I also liked that Cass brought in a little bit about the political situation in the kingdom. There’s a bit more about the whole rebel situation, definitely enough to keep us guessing and kind of raising the bar for the future queen – she’s going to walk into a big scary situation. I feel like America has the chops to face whatever the kingdom throws at her, so I’m anxious to see if she decides to agree.

Language Content
Mild profanity used infrequently.

Sexual Content
America and Aspen cultivate a secret romance, exchanging kisses and promises. No clothes are removed during these interludes, but the scenes are steamy nonetheless. America and Maxon share kisses and one another’s arms as well. At one point America leads Maxon to her bed, thinking that’s what he wishes. It’s unclear whether she means as a place to sit or that she’s offering to have sex with him.
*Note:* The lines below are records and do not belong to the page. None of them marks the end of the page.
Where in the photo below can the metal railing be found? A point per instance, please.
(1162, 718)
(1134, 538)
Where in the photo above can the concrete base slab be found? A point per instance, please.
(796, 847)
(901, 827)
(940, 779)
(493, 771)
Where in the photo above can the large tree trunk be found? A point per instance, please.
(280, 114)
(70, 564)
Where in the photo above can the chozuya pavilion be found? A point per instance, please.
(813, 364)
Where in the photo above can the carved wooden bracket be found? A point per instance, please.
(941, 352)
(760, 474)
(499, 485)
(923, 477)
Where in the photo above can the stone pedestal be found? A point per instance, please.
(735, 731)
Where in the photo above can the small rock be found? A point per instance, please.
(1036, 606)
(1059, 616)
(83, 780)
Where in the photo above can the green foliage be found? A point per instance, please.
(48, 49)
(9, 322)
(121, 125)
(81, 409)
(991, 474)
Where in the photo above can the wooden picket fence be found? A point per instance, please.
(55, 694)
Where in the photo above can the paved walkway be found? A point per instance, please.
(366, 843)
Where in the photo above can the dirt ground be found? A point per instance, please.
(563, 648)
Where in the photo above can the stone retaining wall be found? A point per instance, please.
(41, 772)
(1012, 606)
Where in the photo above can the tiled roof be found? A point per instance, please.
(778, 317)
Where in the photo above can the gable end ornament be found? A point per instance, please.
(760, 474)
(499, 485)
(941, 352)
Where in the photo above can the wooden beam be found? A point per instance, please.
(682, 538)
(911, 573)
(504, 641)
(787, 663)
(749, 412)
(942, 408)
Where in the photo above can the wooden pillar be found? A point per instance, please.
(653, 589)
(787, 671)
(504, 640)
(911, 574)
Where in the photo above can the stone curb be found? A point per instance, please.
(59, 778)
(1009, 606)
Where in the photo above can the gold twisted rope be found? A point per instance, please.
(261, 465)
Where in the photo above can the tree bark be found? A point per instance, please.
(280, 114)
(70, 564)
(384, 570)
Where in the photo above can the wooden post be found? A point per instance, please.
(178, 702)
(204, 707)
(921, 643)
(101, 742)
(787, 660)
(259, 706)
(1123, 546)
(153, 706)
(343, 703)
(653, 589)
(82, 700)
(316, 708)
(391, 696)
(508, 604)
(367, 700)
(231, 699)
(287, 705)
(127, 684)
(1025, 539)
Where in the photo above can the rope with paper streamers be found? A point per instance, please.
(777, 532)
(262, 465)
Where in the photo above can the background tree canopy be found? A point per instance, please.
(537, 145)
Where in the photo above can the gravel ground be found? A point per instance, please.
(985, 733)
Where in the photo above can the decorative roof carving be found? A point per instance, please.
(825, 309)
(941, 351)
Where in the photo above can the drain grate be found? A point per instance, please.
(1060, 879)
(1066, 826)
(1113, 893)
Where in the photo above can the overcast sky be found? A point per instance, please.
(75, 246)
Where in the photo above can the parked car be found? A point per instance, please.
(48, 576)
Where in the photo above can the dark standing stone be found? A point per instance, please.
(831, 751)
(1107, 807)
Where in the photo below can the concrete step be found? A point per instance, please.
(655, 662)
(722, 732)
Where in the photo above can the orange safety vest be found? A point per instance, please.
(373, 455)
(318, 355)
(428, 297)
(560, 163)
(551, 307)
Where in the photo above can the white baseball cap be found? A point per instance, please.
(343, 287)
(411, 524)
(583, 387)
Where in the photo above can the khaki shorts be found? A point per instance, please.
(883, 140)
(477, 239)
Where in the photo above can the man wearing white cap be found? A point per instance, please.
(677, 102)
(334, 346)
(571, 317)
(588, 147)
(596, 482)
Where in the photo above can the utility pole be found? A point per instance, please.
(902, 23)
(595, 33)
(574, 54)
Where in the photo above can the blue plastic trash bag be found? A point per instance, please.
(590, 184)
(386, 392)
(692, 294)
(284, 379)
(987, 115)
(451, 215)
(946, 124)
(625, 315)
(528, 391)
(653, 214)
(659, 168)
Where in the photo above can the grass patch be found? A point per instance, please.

They do not have sex. America catches Maxon kissing and making out with the other girls. Since she’s made no promise to be his bride, he is keeping his options open.

Spiritual Content
None.

Violence
Rebels infiltrate the castle, some killing or wounding guards and destroying property.

Drug Content
America is offered wine at a state event. She drinks and worries about how it affects her ability to make decisions after that.